The Dominion budget tabled this week (or “federal” as we now say, in emulation of the Americans) was full of restraint. We have been assured of this by every media source I’ve seen, and the notion gains additional plausibility from the mild endorsements of the Canadian Taxpayers Federation and other worthy, fairly independent monitors. “Baby steps in the right direction” was the message from another policy think tank, that focuses on family issues.

And that’s all very sweet. The ostentatious freezing of the salaries of prime minister, cabinet, members of House and Senate, will of course save very little money, in proportion to the whole. It is thus a gesture, a trick. Yet it sets the politically necessary example for what truly needs to be done: capping salaries throughout the public sector.

Which in turn is a gesture, a trick—a cover for the greater task of “downsizing” the whole cumbersome apparatus. Mechanisms are being put in place, to create civil service options: “Cut this, or cut that, your choice.” The government is approaching this as timidly as possible, for it is up against monopoly unions that can really ruin a politician’s day.

Yet when we speak of “entitlements,” or more precisely, against them, the first thing we face is public sector entitlements—in Canada as in every other western or quasi-western country. The troubles the Greeks are now experiencing with their civil service, which is in a position to bring the country to a halt, is a warning for the road ahead.

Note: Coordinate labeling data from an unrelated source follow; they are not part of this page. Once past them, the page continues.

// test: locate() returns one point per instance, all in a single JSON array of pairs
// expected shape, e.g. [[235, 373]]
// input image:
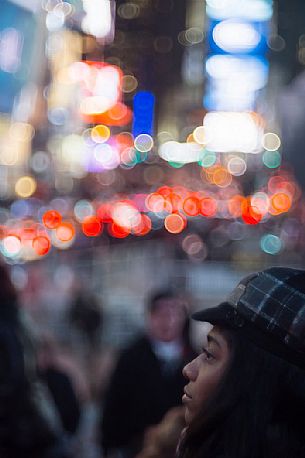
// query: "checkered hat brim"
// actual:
[[271, 302]]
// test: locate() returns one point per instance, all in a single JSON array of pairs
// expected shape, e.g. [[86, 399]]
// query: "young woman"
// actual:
[[245, 396]]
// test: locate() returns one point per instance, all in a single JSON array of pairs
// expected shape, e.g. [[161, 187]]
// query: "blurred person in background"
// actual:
[[59, 384], [245, 396], [28, 422], [147, 380]]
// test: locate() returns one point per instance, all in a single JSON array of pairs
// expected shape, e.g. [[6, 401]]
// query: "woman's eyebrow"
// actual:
[[212, 339]]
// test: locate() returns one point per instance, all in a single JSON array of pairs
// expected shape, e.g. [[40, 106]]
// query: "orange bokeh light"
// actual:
[[41, 245], [103, 212], [221, 177], [235, 205], [144, 227], [250, 214], [280, 202], [156, 203], [65, 231], [191, 206], [174, 223], [91, 226], [117, 231], [51, 219]]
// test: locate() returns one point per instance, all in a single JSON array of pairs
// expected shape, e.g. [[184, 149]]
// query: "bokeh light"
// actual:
[[100, 133], [51, 219], [65, 232], [143, 143], [25, 186], [91, 226], [271, 141], [272, 159], [174, 223]]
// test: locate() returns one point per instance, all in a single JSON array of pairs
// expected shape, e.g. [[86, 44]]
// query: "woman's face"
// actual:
[[205, 372]]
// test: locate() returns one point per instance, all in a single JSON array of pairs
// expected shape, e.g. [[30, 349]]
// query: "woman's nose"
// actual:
[[190, 371]]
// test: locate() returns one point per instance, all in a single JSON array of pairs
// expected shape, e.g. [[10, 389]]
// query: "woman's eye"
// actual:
[[207, 355]]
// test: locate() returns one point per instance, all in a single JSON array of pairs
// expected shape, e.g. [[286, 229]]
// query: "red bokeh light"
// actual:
[[65, 232], [91, 226], [174, 223], [144, 227], [191, 206], [250, 214], [41, 245], [51, 219], [117, 231]]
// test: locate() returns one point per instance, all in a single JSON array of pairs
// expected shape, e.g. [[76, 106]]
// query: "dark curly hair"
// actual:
[[257, 411]]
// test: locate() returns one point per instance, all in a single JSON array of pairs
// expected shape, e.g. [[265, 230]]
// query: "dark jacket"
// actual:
[[141, 391]]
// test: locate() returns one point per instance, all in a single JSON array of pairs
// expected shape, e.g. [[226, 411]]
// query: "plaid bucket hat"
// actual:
[[267, 307]]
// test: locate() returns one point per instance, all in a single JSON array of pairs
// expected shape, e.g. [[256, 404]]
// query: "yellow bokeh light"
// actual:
[[143, 143], [100, 133], [25, 186], [271, 141]]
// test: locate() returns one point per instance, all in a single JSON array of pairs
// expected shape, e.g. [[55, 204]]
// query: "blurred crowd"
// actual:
[[59, 400]]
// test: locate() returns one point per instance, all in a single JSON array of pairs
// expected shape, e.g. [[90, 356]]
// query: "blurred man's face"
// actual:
[[166, 322]]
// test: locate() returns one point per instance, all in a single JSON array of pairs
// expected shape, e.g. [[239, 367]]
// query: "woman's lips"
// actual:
[[186, 397]]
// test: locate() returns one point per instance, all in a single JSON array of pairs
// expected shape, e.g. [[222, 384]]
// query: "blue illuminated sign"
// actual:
[[143, 113]]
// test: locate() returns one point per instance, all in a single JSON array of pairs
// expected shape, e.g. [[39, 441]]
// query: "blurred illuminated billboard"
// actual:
[[17, 29]]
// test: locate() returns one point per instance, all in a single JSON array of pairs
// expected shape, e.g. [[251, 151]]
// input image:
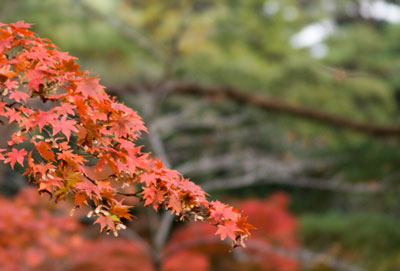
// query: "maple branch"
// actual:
[[136, 194], [275, 105]]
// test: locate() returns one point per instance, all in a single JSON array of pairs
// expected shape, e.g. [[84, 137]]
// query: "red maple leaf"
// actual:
[[45, 151], [16, 156], [228, 229], [90, 87], [19, 95], [105, 222], [65, 126]]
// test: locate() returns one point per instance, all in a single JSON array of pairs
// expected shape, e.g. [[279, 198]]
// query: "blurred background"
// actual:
[[287, 109]]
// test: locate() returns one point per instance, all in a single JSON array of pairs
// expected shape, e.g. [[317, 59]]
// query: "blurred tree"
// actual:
[[161, 56]]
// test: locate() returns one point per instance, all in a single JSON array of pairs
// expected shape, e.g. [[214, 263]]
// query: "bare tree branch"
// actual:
[[260, 177], [275, 105]]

And forget Greece, look at California. There one may see in clear North American daylight what a vast unspeakable public bankruptcy looks like. It was not an inevitable thing. Gentle reader need only compare, candidly, California with Texas—which is flourishing, and whose voters know why. Economic decline is a choice, not a fate, and it has everything to do with big, intrusive government.

Said reader and I could argue till death about the numbers, playing selectively with the statistics; yet what is obvious remains obvious. Among the games at which I am most inclined to sneer, is the percentage of almost any published budget that is assigned to “administrative costs”—in departments that are essentially all administration.

We have a huge, wealth-destroying, regulatory machine, that is constantly growing on its own internal inflationary principles, as well as by new mandates the politicians casually assign. Some of it may well be necessary. There is general consent for some degree of public regulation for snake oil salesmen; for a bit of testing and oversight of whatever is potentially lethal. And I, for one, retain a soft spot for the Geological Survey.

But only a tiny part of the bureaucracy is devoted to such useful tasks. The far greater part is devoted more purely to Nanny State functions: to the whimsical redistribution of people’s incomes, in return for the imposition upon them of the perverse value systems of our post-Christian elites.

This is a task of generations, however, and I’d rather mark the trees than clear cut, while we still have the option. My impression is that the Harper government is trying, against the odds, to make beginnings, very late in the game; that it would not be going much faster if it had a majority. For the opposition does not come only from Parliament, but from massed vested interests which have themselves had generations to assemble.

Cutting public sector pay—relative to private sector—is more than a fiscal necessity. It is also a moral necessity, though using that word more in the sense currently conveyed by the word “morale.” With money, job security, and administrative power, comes prestige. We need to reduce that.

This is one of the points that was grasped in the earliest stages of turning India around, by such as the late Rajiv Gandhi. The argument was that business and all other private activity suffered, because the country’s “best and brightest” were magnetically attracted to the prestige of so-called “public service.” It was what upwardly mobile parents prepared their children for.

But through that “public service” came the self-serving blindness and arrogance of India’s “ruling caste.” These were people who did not have to stoop to pleasing the labouring masses, in the way capitalists must, if they are going to sell anything. Instead they acquire the attitudes that I have found here, too, in almost every encounter with a “public servant,” dressed in a little authority.

In the revenue-generating private sector, at least in principle, salaries must be justified by productivity, rather than by politically pressured “judgment calls.” Nobody’s life on this planet is entirely cushy, and almost everyone thinks he is not paid enough—but not everyone can bluster the way Jack Layton can.